The 2011 Benchmark Report offers insights into compliance oversight that were not previously available. According to Mr. Andrew Olmsted, Vice President of IRBNet, “This year’s report allows readers not only to understand how an IRB’s processes contribute to more or less efficient approval processes, but, for the first time, how investigators and study coordinators contribute to these metrics as well.”
For the first time, readers of this year’s report can parse “time to first approval” into three component performance metrics — Investigator Errors/Omissions, Committee Review, and Investigator Response to Committee Decisions. “Our goal was to provide a more complete picture of the major components of the IRB approval process,” continued Mr. Olmsted, “and also provide objective metrics for the entire human subjects research community. Institutions have powerful evidence of the shared roles and responsibilities found in high-performing research enterprises.”
For example, more than 32% of the time required to approve new protocols via convened review is due to investigator errors and omissions and subsequent investigator rework as required by review committees.
“For more than twenty years, the research community has been talking about the potential for information technology to actually improve and facilitate the human research protections process,” said Dr. Greg Koski of Harvard Medical School and former director of the U.S. Department of Health & Human Services Office for Human Research Protections. “At the same time, we’ve recognized the need for more empirical data to gain insight into the process itself. The National Research Network and its annual Benchmark Report are demonstrating both the validity of the vision and the reality of this capability. IRBNet is to be commended for enabling and undertaking this important initiative.”

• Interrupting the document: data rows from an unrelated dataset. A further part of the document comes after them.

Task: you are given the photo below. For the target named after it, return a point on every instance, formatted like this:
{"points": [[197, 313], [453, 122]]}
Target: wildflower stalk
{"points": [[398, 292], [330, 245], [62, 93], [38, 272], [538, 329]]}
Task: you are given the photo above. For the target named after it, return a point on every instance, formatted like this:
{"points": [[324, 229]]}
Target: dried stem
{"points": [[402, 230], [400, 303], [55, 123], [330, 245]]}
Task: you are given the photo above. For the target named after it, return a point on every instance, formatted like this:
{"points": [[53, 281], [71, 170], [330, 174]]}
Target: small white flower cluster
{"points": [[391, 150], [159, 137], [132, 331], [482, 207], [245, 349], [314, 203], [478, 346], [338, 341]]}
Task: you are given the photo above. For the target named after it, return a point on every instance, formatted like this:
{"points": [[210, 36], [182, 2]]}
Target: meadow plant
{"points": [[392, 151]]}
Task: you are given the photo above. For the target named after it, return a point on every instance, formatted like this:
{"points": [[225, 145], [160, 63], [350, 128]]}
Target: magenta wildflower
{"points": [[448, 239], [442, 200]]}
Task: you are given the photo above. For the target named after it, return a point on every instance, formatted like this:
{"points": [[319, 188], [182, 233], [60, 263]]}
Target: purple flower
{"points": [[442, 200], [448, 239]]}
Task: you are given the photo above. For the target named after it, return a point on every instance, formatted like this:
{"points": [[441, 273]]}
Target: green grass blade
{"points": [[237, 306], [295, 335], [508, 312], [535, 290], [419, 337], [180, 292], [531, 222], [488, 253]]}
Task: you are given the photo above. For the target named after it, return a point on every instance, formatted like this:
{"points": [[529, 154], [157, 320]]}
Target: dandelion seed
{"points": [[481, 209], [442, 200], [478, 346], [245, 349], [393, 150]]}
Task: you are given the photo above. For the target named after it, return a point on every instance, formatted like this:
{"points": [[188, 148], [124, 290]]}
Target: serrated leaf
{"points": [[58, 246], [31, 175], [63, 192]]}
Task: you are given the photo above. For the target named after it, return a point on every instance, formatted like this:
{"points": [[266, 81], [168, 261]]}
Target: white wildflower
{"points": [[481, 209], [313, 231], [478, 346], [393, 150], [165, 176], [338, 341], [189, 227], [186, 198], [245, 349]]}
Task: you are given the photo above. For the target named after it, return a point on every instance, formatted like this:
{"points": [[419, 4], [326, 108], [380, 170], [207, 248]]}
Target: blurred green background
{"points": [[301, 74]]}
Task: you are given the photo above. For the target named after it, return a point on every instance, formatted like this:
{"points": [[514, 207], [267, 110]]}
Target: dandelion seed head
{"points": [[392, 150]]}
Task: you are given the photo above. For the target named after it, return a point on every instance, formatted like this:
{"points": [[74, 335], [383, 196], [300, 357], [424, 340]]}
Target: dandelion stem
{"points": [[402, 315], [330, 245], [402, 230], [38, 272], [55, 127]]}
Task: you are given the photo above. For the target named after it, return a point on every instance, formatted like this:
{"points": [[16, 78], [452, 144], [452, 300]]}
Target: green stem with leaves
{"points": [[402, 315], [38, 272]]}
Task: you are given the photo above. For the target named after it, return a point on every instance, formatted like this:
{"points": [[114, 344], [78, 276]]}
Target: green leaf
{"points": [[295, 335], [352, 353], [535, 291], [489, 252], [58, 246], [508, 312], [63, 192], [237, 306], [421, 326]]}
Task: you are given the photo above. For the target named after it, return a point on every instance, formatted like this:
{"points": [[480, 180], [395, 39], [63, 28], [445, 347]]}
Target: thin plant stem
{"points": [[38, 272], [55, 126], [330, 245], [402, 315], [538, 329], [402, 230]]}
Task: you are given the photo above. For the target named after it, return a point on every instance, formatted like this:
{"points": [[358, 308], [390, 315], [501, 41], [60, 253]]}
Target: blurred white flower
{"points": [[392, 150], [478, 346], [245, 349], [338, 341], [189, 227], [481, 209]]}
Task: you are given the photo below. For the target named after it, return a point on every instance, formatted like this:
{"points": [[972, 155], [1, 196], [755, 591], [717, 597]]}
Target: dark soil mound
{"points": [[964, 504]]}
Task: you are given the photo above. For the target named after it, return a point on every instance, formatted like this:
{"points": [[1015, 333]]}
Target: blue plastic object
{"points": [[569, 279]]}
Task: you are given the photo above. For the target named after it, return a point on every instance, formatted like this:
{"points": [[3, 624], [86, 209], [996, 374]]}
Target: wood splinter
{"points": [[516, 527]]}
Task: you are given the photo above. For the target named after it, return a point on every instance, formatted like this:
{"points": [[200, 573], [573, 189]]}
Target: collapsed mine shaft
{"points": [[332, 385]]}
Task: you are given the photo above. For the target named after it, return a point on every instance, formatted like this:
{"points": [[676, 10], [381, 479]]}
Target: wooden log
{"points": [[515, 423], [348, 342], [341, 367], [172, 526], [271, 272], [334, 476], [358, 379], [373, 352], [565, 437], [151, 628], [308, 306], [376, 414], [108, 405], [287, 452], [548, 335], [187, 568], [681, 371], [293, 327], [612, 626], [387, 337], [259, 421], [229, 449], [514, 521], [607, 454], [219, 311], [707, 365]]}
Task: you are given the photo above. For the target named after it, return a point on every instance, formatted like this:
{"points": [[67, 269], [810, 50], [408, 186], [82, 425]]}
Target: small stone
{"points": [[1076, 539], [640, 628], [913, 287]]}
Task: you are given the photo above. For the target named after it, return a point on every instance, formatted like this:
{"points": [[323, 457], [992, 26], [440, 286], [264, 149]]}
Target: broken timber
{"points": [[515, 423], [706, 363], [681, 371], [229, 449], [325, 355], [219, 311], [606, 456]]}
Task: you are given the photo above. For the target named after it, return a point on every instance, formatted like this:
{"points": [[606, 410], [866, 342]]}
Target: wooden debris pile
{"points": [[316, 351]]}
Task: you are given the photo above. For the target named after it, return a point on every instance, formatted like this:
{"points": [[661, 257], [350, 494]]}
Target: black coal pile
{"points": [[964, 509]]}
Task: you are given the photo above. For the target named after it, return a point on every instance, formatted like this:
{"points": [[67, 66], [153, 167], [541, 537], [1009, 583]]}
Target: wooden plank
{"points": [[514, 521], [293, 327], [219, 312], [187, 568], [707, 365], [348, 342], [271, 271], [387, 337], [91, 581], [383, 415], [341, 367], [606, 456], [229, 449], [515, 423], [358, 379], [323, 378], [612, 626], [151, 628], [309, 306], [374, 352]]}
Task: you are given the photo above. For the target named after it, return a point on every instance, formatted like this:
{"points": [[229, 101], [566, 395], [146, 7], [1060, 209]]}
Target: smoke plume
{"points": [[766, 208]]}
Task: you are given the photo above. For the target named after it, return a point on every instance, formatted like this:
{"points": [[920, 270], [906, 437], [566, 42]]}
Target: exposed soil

Dr. Koski continued, “Through initiatives like the National Research Network Benchmark Report series, we are now beginning to see the light. The growing availability of relevant, data-based metrics serves the entire research community – including investigators, managers, and policy makers as well – as we consider the ways and means to truly improve not only what we are doing but how we are doing it.”
Mr. Olmsted elaborated, “IRBNet is a dedicated partner in the advancement of ethical human subject research management. We strive to continuously improve research management and compliance oversight solutions for the global research community through the many tools available online on the National Research Network®. IRBNet is proud to serve large and small human subject research institutions alike and we are very pleased to contribute the National Research Network 2011 Benchmark Report to the human subject research protection community.”
The National Research Network 2011 Benchmark Report can be downloaded for free at: http://irbnetresources.org/news/benchmark2011.html
IRBNet offers the world’s most widely used electronic solution for managing research compliance for institutions of any size, with more than 1600 large, medium and small research institutions, boards and research sites registered on the National Research Network®. National Research Network® members benefit from secure online access to comprehensive research oversight tools anywhere, anytime, including real-time collaboration between investigators and institutions anywhere in the world. The National Research Network Enterprise Portal further enables institutions to navigate the complex federal ethics compliance requirements governing human, animal, and recombinant DNA research, while seamlessly managing Conflict of Interest, Sponsored Programs and other critical research oversight activities. With the release of the National Research Network 2011 Benchmark Report, IRBNet’s unparalleled data-driven performance metrics make it easier than ever for universities and colleges, community hospitals, hospital networks, and federal and state agencies to benchmark internal performance and drive process improvement across multiple sites and complex organizational systems.
IRBNet and National Research Network are marks of Research Dataware, LLC. All rights are reserved and no use of the marks is permitted without the express written consent of Research Dataware, LLC.